Cet épisode montre, s'il en était besoin, le rôle très important que peut jouer TikTok dans de tels événements susceptibles de provoquer de graves troubles à l'ordre public ou à la sécurité des personnes et des biens, allant jusqu'aux incendies de bâtiments publics. La jeunesse des participants aux émeutes a souvent été relevée : la plupart d'entre eux auraient entre 14 et 18 ans, âge qui constitue justement le « coeur de cible » de TikTok. Ceci met particulièrement en relief les risques que représente une application ainsi largement diffusée, dont les contenus, comme il a été démontré, pourraient être biaisés au profit d'autorités chinoises soucieuses d'alimenter des troubles susceptibles d'affaiblir l'image de la démocratie. Il est d'autant plus nécessaire que TikTok cesse de se contenter de renvoyer à l'application de ses règles communautaires et vise une bien meilleure efficacité dans la modération, la lutte contre la désinformation et l'utilisation de sa plateforme pour des appels à l'émeute. Un tel contrôle doit s'effectuer a priori et non a posteriori.

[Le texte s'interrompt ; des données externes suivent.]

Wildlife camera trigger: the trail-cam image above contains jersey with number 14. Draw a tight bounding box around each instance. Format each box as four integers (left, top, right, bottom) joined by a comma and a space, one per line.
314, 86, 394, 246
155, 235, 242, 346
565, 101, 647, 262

Recommandation n° 13 : D'ores et déjà, traiter en éditeur TikTok à travers son fil « Pour Toi » et tenir la société responsable de son contenu.

Recommandation n° 14 : Créer un nouveau régime européen de responsabilité renforcée pour les fournisseurs de services intermédiaires utilisant des algorithmes d'ordonnancement des contenus, à raison de cette utilisation.

Recommandation n° 15 : Demander à la plateforme Pharos de prendre davantage en compte les infractions liées à la diffusion de fausses informations et adapter le formulaire internet de déclaration d'infractions en conséquence.

Recommandation n° 16 : Exiger des plateformes numériques une modération a priori en cas de graves troubles à l'ordre public et d'utilisation de ces plateformes par les auteurs de ces troubles pour les organiser ou y inciter. Prévoir la possibilité, pour l'autorité administrative, s'il est constaté des émeutes et des incitations manifestes à la violence contre des personnes, à la dégradation des bâtiments ou des installations publiques ou à l'intrusion en leur sein, d'émettre des injonctions de retrait à l'encontre de tout service de réseau social en ligne pour retirer ou bloquer l'accès de ces contenus, à l'instar des dispositions qui existent déjà pour lutter contre la pédopornographie ou le terrorisme en ligne.


* 238 Voir l'audition de Marlène Masure.

* 239 Les citations qui suivent proviennent de cette même audition.

* 240 Réponse à un questionnaire.

* 241 Voir par exemple, Cour de cassation, Chambre commerciale, 3 mai 2012, pourvoi n° 11-10.508.

* 242 Cour de cassation, Chambre commerciale, 1 juin 2022, pourvoi n° 20-21.74.

* 243 Amendement n°250 rect. sexies adopté le 30 mars 2021 et reconnaissant la responsabilité civile et pénale des plateformes utilisant des algorithmes pour « classer, ordonner, promouvoir, recommander, amplifier, ou modifier » la diffusion ou l'affichage de contenus.

* 244 Résolution n° 70 (2021-2022), devenue résolution du Sénat le 14 janvier 2022.

* 245 Proposition de résolution n° 275 (2021-2022) de Mmes Florence Blatrix Contat et Catherine Morin-Desailly, déposée au Sénat le 8 décembre 2021. Consulter l'Essentiel.